PDF glyphs sometimes appear correct on some devices and missing on other devices

Question:

How do I repair a PDF file that does not have embedded fonts, and on some devices glyphs are missing?

I notice that if I select and copy+paste the text from the PDF in any PDF reader then I get garbage text output. That is, the text sometimes looks correct, depending on the device, but the extracted text is always meaningless.

Answer:

The issue is that the PDF font is

a) not embedded in the original document, and
b) does not have a proper ToUnicode map, instead using indices into the specific (non-embedded) font file to indicate glyphs.

(a) happens pretty often, and PDFTron normally is able to find a substitute font, but (b) makes it so that this is not possible, and the file can only be displayed on a system that has the Exact font file available.

The following are possible next steps to resolve this issue.

  1. Contact the author and have them embed the font in the PDF.
  2. If you have access to the font then you can use our Optimizer class server side to embed the missing font.
  3. If you have access to the font, but do not want to modify the PDF (perhaps it is digitally signed) then you would have to make the font available at the time of viewing the file.

Solution (1) is the ideal/best solution as only the author of the PDF knows what it should look like.

For solution (2) above you can use our Optimizer class to attempt to repair PDF files with bad font references in them.
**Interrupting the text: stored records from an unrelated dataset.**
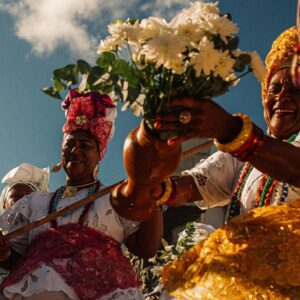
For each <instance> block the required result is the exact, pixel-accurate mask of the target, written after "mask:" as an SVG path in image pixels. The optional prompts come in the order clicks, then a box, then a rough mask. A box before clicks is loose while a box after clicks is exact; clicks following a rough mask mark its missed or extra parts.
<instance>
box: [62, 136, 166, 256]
mask: <svg viewBox="0 0 300 300" xmlns="http://www.w3.org/2000/svg"><path fill="white" fill-rule="evenodd" d="M99 160H100V156H99V150H98V142H97V140H96V139H95V138H94V137H93V136H92V135H90V134H89V133H88V132H86V131H75V132H73V133H71V134H68V135H67V136H66V137H65V139H64V142H63V146H62V163H63V167H64V169H65V171H66V174H67V183H68V184H70V185H82V184H86V183H88V182H92V181H94V180H95V179H94V177H93V171H94V169H95V167H96V166H97V164H98V163H99ZM159 196H160V191H157V192H156V194H155V191H154V192H153V197H154V199H156V198H159ZM162 228H163V227H162V213H161V212H160V211H157V212H155V213H154V215H153V216H151V218H150V219H149V220H147V221H145V222H142V224H141V226H140V228H139V230H138V231H137V232H135V233H133V234H132V235H130V236H129V237H128V238H127V240H126V241H125V242H124V243H125V244H126V246H127V247H128V249H129V250H130V251H131V252H133V253H134V254H135V255H138V256H140V257H152V256H154V255H155V253H156V251H157V250H158V248H159V246H160V243H161V239H162V232H163V230H162Z"/></svg>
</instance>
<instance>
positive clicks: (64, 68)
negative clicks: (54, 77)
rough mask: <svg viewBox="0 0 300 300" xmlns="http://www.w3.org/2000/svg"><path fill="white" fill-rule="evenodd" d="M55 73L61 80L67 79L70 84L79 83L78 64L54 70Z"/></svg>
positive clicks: (68, 82) (65, 79) (70, 65)
mask: <svg viewBox="0 0 300 300" xmlns="http://www.w3.org/2000/svg"><path fill="white" fill-rule="evenodd" d="M53 75H54V76H55V77H56V78H57V79H60V80H65V81H67V82H68V85H70V84H77V81H78V68H77V65H74V64H71V65H66V66H65V67H63V68H59V69H56V70H54V72H53Z"/></svg>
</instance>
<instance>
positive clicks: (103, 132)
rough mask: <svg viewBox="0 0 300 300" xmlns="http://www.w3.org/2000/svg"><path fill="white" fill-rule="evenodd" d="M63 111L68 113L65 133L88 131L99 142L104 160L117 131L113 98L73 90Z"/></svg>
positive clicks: (65, 124)
mask: <svg viewBox="0 0 300 300" xmlns="http://www.w3.org/2000/svg"><path fill="white" fill-rule="evenodd" d="M62 109H63V110H65V111H66V123H65V124H64V126H63V132H64V133H71V132H73V131H75V130H88V131H89V132H90V133H91V134H92V135H93V136H95V137H96V139H97V140H98V143H99V149H100V158H101V159H102V158H103V157H104V155H105V153H106V150H107V144H108V142H109V141H110V140H111V139H112V137H113V135H114V131H115V126H114V121H115V118H116V116H117V109H116V106H115V104H114V103H113V102H112V100H111V98H110V97H109V96H108V95H101V94H99V93H96V92H90V93H84V94H80V93H79V92H78V91H77V90H71V91H70V92H69V93H68V95H67V96H66V98H65V100H64V101H63V102H62Z"/></svg>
using (PDFDoc doc = new PDFDoc(input_pdf_path))
{
	if (!doc.InitSecurityHandler()) return; // password protected

	Optimizer.TextSettings textSettings = new Optimizer.TextSettings();
	textSettings.EmbedFonts(true);
	textSettings.SubsetFonts(true);

	Optimizer.OptimizerSettings optimizerSettings = new Optimizer.OptimizerSettings();
	optimizerSettings.SetTextSettings(textSettings);

	Optimizer.Optimize(doc, optimizerSettings);

	doc.Save(output_pdf_path, SDFDoc.SaveOptions.e_linearized);
}

WARNING that for the above to actually work you need to run this on a device with the correct font file. If this is run on a server that does not have the correct font file then possibly the text will never look correct on any device afterwards.